Read the full story here Web Link posted Sunday, June 11, 2023, 4:19 PM

Comments (3)

Posted by Dean Wallace
a resident of Stoneridge
on Jun 11, 2023 at 9:03 pm

Dean Wallace is a registered user.

The way the City Manager and the Council majority think and speak about budgeting is bizarre to me. Their attempt to spin and contort their decisions, by implying that people don't understand how budgeting works, are just offensive and out-of-touch.

1. From City Manager Beaudin: "Setting capital projects up against police or our water system is a false dichotomy. Capital projects are mainly one-time money and while there are operational and maintenance costs associated with a capital investment, they're not the same as the salary and benefits which live forever in our budget and are compounded over time."

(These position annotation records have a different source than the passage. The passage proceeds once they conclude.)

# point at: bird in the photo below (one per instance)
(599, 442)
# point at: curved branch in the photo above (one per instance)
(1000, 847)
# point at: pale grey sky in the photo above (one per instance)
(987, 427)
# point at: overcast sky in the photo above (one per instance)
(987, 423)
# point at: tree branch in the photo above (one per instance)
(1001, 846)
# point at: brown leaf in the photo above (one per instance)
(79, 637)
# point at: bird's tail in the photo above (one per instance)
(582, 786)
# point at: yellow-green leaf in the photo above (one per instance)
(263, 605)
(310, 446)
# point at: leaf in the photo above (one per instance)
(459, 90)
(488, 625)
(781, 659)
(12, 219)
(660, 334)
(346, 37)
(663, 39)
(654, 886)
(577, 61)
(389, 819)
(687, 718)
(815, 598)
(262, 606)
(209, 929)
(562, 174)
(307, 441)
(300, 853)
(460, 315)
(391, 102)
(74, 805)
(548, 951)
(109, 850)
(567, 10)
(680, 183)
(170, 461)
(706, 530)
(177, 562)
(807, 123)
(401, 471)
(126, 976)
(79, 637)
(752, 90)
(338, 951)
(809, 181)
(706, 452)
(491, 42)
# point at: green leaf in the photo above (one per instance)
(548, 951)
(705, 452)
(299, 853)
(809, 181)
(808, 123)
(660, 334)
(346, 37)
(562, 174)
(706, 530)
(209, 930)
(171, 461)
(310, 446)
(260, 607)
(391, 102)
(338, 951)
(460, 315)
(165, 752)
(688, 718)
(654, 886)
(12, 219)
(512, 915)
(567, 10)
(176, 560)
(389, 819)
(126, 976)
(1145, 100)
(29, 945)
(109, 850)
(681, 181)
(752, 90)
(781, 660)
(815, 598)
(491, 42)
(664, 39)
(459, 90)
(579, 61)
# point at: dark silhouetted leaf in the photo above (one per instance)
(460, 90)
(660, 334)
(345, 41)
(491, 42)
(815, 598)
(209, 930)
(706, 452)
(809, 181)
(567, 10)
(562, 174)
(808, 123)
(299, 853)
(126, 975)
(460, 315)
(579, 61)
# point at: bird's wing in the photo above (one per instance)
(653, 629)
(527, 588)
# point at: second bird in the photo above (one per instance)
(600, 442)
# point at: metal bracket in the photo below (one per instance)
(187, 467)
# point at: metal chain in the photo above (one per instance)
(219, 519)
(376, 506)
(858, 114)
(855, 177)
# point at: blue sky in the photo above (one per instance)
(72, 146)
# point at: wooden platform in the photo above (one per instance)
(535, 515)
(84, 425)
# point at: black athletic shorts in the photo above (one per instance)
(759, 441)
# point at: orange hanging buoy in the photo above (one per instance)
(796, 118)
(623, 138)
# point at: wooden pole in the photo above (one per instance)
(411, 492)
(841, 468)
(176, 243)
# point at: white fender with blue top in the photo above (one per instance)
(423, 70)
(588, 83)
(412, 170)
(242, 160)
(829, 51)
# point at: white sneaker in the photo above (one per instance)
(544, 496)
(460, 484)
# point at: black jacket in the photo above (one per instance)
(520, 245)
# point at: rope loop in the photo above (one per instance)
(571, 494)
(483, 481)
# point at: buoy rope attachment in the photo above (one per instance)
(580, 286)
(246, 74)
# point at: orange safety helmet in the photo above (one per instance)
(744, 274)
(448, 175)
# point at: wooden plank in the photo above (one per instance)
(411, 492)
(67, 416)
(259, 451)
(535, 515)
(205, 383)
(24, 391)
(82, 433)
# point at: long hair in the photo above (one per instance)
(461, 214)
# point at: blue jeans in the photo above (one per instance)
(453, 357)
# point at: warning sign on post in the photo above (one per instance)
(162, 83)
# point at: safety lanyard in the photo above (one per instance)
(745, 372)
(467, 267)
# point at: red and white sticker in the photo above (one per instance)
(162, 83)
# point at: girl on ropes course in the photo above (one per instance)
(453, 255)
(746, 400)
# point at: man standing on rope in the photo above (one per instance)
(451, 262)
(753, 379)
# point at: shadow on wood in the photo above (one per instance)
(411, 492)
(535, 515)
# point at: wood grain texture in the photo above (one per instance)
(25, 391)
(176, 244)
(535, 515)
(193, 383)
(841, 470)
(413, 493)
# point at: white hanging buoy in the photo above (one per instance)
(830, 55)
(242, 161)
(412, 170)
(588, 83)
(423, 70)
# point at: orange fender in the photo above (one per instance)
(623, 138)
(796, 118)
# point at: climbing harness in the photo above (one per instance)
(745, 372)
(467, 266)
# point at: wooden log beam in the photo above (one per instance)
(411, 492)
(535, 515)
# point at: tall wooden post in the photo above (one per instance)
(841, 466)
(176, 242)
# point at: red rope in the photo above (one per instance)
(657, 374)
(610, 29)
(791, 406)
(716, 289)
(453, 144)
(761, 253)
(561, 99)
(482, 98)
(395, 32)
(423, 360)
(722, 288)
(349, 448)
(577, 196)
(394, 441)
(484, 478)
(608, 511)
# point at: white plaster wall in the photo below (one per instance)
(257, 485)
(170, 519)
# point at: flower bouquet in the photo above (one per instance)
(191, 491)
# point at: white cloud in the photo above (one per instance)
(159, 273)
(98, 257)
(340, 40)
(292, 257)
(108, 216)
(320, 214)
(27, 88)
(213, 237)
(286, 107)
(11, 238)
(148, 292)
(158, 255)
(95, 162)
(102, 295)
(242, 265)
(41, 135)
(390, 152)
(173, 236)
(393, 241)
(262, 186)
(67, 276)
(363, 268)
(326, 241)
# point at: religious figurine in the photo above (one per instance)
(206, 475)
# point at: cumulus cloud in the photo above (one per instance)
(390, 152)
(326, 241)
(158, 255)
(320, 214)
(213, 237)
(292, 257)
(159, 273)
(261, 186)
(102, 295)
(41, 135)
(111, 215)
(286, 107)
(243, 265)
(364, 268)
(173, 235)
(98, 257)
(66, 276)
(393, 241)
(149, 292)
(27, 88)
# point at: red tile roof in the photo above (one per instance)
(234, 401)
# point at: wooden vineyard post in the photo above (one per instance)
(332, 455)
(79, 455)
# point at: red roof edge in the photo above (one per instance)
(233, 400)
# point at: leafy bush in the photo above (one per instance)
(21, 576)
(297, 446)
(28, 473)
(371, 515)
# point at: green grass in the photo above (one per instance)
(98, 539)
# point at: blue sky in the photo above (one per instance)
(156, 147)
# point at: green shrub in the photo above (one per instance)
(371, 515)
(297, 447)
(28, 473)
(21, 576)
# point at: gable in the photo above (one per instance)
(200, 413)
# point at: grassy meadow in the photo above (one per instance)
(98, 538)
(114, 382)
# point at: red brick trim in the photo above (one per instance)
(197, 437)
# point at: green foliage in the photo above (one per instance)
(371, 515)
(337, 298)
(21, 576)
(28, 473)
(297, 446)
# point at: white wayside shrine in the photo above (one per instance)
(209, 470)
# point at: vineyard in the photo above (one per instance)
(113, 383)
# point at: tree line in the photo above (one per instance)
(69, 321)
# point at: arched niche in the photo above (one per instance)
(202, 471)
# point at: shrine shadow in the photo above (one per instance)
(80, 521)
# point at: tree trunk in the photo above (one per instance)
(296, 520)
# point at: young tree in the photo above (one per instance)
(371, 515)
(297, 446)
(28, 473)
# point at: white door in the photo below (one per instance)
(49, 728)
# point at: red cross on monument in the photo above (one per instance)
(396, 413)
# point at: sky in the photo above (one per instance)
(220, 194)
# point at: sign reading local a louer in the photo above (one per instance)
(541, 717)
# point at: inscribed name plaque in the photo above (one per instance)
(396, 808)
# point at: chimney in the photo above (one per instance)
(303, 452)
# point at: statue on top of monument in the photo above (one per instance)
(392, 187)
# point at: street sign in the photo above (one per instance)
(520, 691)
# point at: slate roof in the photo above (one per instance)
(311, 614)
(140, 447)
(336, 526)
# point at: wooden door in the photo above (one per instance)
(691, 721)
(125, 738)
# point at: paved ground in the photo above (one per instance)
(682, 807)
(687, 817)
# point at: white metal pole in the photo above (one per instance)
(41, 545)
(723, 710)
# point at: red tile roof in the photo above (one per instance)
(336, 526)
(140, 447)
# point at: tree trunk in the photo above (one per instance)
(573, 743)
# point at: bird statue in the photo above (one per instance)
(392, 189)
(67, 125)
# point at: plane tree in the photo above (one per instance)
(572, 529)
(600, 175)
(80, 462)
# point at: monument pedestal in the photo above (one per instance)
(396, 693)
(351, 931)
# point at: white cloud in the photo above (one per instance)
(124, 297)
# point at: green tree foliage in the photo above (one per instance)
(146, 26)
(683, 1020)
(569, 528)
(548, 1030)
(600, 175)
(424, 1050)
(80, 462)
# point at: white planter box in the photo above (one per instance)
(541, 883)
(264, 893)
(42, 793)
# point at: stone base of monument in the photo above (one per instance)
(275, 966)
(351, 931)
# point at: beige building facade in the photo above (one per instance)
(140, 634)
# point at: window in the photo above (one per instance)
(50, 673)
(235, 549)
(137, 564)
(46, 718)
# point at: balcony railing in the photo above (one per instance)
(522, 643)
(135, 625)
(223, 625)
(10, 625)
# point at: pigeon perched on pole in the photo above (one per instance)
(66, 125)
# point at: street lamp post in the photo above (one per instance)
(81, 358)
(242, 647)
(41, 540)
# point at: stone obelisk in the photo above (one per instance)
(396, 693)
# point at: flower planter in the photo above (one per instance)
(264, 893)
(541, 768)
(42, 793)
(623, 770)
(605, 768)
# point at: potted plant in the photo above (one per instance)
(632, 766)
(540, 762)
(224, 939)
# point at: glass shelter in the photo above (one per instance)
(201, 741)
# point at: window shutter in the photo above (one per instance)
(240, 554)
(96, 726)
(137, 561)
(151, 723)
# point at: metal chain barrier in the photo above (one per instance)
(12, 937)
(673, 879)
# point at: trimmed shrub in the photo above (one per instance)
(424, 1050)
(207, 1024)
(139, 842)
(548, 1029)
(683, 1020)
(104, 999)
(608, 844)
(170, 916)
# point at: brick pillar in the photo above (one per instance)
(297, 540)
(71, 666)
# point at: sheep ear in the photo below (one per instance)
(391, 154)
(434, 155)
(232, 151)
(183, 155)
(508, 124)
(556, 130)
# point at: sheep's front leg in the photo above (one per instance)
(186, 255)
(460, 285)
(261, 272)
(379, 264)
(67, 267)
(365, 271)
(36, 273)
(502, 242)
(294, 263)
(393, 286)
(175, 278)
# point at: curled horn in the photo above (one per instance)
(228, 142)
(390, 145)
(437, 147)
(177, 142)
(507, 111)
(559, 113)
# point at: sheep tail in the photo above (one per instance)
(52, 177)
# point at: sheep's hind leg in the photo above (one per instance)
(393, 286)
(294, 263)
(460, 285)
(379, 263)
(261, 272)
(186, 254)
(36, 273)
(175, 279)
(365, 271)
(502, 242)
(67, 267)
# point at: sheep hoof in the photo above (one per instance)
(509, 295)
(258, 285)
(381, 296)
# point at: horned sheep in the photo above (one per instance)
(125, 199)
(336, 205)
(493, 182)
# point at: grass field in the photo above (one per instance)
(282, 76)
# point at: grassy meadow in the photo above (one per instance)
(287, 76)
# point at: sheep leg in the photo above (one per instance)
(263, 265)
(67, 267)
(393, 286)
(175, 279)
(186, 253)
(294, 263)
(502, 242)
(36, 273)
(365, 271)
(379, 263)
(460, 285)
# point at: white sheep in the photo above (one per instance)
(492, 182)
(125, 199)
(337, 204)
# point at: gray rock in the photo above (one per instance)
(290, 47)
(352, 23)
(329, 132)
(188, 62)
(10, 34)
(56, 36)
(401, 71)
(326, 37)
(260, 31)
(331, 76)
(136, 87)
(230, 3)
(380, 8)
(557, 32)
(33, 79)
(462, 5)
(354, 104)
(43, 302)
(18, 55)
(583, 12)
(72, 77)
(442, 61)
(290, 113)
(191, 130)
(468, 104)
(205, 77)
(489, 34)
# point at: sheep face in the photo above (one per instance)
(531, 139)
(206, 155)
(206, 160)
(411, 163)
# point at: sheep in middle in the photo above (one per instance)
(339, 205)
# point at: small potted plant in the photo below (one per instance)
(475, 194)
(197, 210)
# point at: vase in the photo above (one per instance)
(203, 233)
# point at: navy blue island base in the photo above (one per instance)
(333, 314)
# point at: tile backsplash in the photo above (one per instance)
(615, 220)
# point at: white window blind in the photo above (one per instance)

While it's true that capital projects have a big, one-time expense up front – operational and maintenance costs *also* live forever! They're just as permanent as salary and benefits, and they *also* compound over time! Costs go up as things age, and so operational and maintenance costs shoot up over time. See: our aging roads, water infrastructure, and buildings. (Oh, and by the way, who does the operating and maintaining of capital projects? Staff! Staff who come w/salaries and benefits – the very costs that Mr. Beaudin felt the need to point out live forever and compound over time! )

So, no, the people who expressed concern about the costs of capital projects vs. other costs -- they're not setting up a false dichotomy. Mr. Beaudin's statement either proves his odd approach to budgeting, or he’s being purposely obtuse.

2. From Councilmember Arkin: "The option that we were potentially going to consider a year ago had a price tag of about $46 million. So a $5 million, $6 million project, I mean, it can't even begin to address that."

What's $5M, or $6M? Apparently that's nothing to CM Arkin! (I think most taxpayers would say otherwise.) You know who else might say otherwise? Mayor Brown! Because she then ended the meeting wanting credit for $3M (she claims) she got to address PFAS + the $3M more she might get for it. So, is $6M a lot? Or is it not? I’m confused.


Posted by Dean Wallace
a resident of Stoneridge
on Jun 11, 2023 at 11:32 pm

Dean Wallace is a registered user.

Also, for the record, the amount that Congressman Swalwell secured for the City of Pleasanton to deal with their PFAS infected water is $2M, not the $3M the Mayor continues to cite. And the money came for a very specific intended use, which was: "to construct a new water well in order to offset the loss in clean water and pumping capability that has been lost due to other wells being decommissioned because of dangerous PFAS chemicals."

The document from Congressman Swalwell making the $2M budget request, and specifying its intended use, can be found below. (Note: You may need to copy and paste the link address to a new tab or window, as it links directly to a PDF document and clicking the link below may not open the link correctly.)

Web Link


Posted by MsVic
a resident of Mission Park
on Jun 12, 2023 at 8:51 am

MsVic is a registered user.

I applaud Dean Wallace for his very thorough comments on this article.
 
Vice Mayor Jack Balch, who is a CPA, demonstrated his extensive experience with budgets and finance when he pointed out his concerns with the budget assumptions and priorities.  The council majority, instead of considering and understanding these concerns, brushed them aside as they rushed to spend cash on new amenities.
 
Spending cash with so much uncertainty in the near term is not in the best interests of the taxpayers of Pleasanton.  As Vice Mayor Balch pointed out, the majority of economists are predicting a recession.  I have to ask, what cuts would Pleasanton be forced to make if a recession hits, clearly we won’t be cutting spending on a skatepark.